The connection between the power supply and the PC boards is shown in the photo. This again allows us to identify the boards, and note the clean and open layout of the unit. I have called out each connection in the power wiring harness.
I have identified a couple of ribbon cables which interconnect the PC boards in this figure and the one proceeding it. Except for the long runs to the front panel, all are kept short at the back of the unit.
The long ribbon from the analog board to the front panel is for the headphone jack and front panel stereo input. To prevent hum or noise, the analog signals running on the ribbon cable are balanced. This is surprisingly heroic for the front panel mini-phone plug input designed to interface with smart phones. To do this, four op-amp sections and associated passives are on the front panel to convert the stereo signal to balanced and on the other side of the ribbon cable on the XMC1 for more op-amp sections to bring it back to single-ended so it connects the front end switch of the NJW1298.

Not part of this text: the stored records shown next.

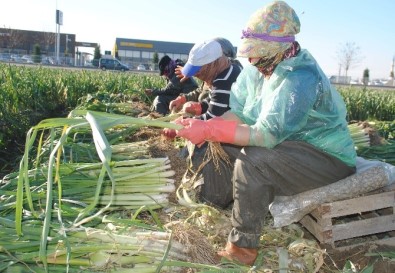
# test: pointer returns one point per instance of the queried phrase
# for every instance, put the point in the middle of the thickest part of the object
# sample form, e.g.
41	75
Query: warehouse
134	52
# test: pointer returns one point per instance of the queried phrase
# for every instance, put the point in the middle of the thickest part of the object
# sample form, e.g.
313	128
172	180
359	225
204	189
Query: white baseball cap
201	54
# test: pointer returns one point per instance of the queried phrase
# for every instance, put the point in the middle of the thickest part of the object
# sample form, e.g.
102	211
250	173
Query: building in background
134	52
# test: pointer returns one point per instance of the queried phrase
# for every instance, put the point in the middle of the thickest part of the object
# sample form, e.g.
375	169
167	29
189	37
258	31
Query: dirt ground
334	259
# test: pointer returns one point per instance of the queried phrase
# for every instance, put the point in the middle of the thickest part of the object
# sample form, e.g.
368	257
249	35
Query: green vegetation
84	200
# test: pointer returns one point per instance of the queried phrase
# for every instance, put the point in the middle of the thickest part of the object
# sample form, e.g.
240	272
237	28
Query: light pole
59	21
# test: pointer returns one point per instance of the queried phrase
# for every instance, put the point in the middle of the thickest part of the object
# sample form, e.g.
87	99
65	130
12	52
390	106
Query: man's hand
192	107
148	92
169	133
177	103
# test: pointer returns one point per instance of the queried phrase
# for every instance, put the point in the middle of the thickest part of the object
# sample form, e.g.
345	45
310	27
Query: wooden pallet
352	222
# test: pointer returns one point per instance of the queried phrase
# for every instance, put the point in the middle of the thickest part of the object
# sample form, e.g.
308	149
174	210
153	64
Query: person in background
200	94
173	88
285	133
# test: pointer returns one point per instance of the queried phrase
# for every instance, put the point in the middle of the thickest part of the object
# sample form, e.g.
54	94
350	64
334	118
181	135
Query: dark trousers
256	174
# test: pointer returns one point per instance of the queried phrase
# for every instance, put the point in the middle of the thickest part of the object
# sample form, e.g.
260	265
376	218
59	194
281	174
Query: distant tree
155	60
36	54
348	56
96	53
365	77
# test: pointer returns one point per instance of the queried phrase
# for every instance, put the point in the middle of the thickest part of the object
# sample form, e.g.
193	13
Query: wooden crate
352	222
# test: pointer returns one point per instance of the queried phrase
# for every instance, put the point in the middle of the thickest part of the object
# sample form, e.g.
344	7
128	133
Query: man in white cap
208	63
286	120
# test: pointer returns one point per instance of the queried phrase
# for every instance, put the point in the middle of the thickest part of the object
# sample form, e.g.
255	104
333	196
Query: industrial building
134	52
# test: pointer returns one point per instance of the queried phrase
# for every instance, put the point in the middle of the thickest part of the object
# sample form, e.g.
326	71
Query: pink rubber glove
216	130
192	107
177	103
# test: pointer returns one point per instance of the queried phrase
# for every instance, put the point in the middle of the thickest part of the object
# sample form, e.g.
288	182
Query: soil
334	260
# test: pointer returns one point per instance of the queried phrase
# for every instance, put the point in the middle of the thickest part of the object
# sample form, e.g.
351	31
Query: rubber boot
239	254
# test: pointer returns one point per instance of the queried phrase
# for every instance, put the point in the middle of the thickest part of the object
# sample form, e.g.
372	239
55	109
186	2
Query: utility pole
392	71
59	22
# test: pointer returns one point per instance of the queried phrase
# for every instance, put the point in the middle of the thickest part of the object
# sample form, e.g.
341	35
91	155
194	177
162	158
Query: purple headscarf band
266	37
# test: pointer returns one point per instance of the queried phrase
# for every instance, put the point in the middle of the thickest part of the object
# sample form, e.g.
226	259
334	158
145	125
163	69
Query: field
61	163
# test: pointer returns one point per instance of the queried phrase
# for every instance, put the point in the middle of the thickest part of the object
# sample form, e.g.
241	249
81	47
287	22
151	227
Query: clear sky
326	25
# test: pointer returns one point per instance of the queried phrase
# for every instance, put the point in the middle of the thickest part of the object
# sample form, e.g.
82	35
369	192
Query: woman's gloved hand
192	107
216	130
177	103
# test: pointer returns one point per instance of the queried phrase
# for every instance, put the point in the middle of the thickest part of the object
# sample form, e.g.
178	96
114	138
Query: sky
326	25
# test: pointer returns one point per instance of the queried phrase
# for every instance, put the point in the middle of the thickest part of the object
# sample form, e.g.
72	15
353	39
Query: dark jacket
217	102
174	87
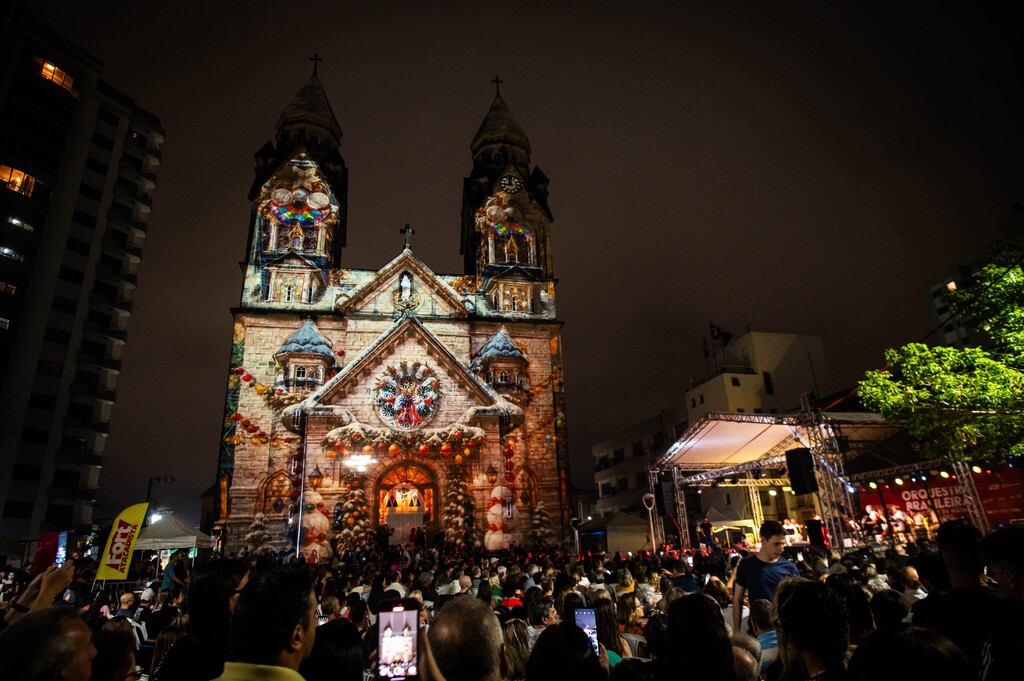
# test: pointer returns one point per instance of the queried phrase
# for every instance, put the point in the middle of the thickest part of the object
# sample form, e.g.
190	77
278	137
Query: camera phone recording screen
397	643
587	621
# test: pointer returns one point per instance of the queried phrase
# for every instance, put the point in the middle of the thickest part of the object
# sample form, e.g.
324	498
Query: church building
398	397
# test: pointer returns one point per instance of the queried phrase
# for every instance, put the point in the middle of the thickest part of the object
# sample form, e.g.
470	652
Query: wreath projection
354	517
407	395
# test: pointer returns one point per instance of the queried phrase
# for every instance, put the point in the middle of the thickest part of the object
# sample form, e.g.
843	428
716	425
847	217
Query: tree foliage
965	403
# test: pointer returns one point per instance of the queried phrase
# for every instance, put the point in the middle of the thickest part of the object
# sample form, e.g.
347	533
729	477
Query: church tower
360	400
299	201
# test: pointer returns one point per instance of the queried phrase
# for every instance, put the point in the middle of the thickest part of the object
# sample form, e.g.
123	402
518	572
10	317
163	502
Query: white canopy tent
171	533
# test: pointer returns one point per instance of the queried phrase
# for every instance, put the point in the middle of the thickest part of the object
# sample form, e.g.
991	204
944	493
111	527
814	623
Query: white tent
171	533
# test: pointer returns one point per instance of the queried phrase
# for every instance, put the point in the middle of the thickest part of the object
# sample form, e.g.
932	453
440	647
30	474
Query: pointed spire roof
500	126
499	345
310	108
307	340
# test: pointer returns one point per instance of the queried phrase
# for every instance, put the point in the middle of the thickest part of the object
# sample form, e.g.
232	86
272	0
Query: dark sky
796	168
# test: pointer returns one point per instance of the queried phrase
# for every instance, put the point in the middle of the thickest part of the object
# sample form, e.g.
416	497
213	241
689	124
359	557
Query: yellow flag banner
116	557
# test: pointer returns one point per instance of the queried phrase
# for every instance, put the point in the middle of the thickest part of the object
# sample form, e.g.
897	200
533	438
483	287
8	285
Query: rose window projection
407	395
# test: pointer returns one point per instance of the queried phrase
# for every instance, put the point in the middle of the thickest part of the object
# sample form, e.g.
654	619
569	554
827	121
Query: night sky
797	169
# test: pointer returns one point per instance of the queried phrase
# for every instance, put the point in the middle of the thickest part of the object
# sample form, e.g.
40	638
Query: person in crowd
901	652
563	651
168	636
127	608
969	612
698	640
201	655
628	613
541	615
889	608
467	642
337	653
1004	551
516	636
765	632
115	658
47	644
757	576
812	628
331	608
607	631
274	625
913	590
856	604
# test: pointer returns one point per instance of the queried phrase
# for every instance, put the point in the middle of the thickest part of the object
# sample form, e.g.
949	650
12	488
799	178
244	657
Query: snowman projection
502	519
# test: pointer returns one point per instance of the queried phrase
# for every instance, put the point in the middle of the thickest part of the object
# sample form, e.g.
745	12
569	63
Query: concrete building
761	373
622	462
78	162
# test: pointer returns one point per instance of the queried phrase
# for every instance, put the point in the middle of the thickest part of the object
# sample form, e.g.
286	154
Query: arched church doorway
406	498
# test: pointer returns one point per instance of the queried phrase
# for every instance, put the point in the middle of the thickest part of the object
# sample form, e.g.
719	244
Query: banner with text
1001	495
117	555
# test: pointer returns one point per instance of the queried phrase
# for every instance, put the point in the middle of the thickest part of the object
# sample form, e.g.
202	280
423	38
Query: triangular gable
406	260
372	357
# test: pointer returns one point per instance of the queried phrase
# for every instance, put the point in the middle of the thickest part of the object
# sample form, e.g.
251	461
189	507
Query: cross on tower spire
408	231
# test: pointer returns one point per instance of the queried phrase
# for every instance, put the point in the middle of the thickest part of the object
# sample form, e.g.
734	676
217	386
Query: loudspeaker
665	498
801	467
815	533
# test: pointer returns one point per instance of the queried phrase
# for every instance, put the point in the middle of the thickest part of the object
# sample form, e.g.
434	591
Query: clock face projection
407	395
300	202
511	183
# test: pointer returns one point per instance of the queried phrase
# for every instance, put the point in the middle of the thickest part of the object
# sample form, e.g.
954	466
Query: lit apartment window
16	180
20	223
8	252
51	73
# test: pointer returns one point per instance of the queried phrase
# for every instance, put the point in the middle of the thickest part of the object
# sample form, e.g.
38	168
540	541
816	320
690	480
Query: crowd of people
948	609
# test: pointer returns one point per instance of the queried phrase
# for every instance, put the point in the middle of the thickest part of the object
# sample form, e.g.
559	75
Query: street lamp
648	502
315	478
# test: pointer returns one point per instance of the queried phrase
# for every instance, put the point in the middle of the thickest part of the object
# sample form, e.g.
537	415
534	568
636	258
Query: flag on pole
117	554
723	337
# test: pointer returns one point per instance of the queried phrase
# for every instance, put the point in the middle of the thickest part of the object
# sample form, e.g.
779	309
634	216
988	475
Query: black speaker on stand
800	462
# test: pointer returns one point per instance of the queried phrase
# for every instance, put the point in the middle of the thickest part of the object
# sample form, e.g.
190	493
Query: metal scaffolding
972	500
756	510
834	496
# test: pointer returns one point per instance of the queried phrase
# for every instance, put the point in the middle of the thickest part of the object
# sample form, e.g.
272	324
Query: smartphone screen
587	621
398	629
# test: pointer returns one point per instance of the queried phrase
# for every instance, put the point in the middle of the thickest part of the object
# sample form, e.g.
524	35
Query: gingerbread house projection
400	396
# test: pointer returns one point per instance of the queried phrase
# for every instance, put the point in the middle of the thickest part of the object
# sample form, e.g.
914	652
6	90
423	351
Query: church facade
400	397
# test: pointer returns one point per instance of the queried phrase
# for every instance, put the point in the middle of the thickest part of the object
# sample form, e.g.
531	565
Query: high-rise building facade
78	163
365	401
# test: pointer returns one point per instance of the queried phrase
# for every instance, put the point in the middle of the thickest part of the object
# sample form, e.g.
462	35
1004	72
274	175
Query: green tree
965	403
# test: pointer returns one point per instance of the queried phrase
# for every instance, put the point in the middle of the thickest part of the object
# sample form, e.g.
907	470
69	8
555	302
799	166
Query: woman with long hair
628	613
607	632
812	627
516	648
201	655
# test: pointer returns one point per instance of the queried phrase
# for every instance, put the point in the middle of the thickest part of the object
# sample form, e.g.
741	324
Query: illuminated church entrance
407	497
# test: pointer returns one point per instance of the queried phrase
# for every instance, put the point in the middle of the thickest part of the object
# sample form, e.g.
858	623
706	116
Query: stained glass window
407	396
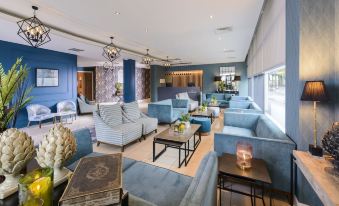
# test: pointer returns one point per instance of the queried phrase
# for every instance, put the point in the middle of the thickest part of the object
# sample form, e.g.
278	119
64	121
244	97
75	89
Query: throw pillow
111	114
132	110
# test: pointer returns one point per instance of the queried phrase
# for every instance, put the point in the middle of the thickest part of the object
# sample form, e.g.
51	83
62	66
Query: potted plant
14	92
185	118
214	100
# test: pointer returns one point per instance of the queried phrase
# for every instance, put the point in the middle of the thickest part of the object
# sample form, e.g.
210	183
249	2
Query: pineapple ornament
56	147
16	150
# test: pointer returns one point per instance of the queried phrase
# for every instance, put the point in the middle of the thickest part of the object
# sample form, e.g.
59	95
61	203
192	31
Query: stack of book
96	181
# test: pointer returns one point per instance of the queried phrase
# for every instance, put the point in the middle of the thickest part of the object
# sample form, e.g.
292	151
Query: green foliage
14	93
185	117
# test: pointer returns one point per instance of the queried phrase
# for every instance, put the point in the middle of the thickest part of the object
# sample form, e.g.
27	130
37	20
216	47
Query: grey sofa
243	107
268	141
132	113
113	128
169	110
149	185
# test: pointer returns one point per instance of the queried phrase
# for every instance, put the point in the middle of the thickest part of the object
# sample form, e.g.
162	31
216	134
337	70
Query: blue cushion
238	131
156	185
204	122
84	144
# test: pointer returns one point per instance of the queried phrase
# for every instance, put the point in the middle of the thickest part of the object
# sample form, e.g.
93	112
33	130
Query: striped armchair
113	128
132	113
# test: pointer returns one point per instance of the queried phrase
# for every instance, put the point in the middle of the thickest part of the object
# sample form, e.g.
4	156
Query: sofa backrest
268	129
203	189
111	114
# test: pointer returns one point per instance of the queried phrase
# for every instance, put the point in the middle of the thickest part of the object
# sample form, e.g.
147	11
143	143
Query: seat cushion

The TI headphone driver IC (TI TPA6130) is on the front panel, and this part has balanced inputs, so extra op-amps only need to be added. With headphones, it is clear why Emotiva engineers run the cable ribbon cable balanced. With closed back headphones the smallest amount of hum or noise will be audible.
The Texas Instrument step up headphone driver IC is the TI TPA6120 which can produce much more power than the TPA6130, but it needs a +/-15V supply. Putting a +/-15V supply on the front panel would require another switching boost inverter DC – DC converter, adding even more to the bill of materials for the headphone signal path. Emotiva must have judged costumers with expensive headphones are likely to use an external headphone amp. Emotiva can supply application information for optimal connection information for a headphone amp, so it is driven by the PCM 1796 DACs. The instruction manual suggests using stereo zone 1, but this is not the optimal solution.
At the beginning of this piece I said the XMC-1 is a paradigm of a Pro/Pro implementation. What could be done to improve it?
Some designers would want to increase the complexity of the analog power supply regulators, but it is not clear to me this is required. The tradeoffs between using switched or linear regulation in the analog power supply is an area of significant debate between design teams
Outside the power regulators, most changes would be part substitutions of the DACs, op-amps and volume controls. The part options are discussed throughout Parts I-III of my AVR build quality series. All channels could be balanced, and finally the CMOS switches would be replaced by relays.
The price increase would be significant for this multi-channel system. For stereo preamps, the upgrades can be made without a dramatic price increase. The Emotiva XSP-1 is an example.
Aside from using it as a model for this article, the bottom line on the Emotiva XMC-1 is that it is a great processor for the price, and it has some unique design features.
I would like to thank Robert Kozel for reviewing this article.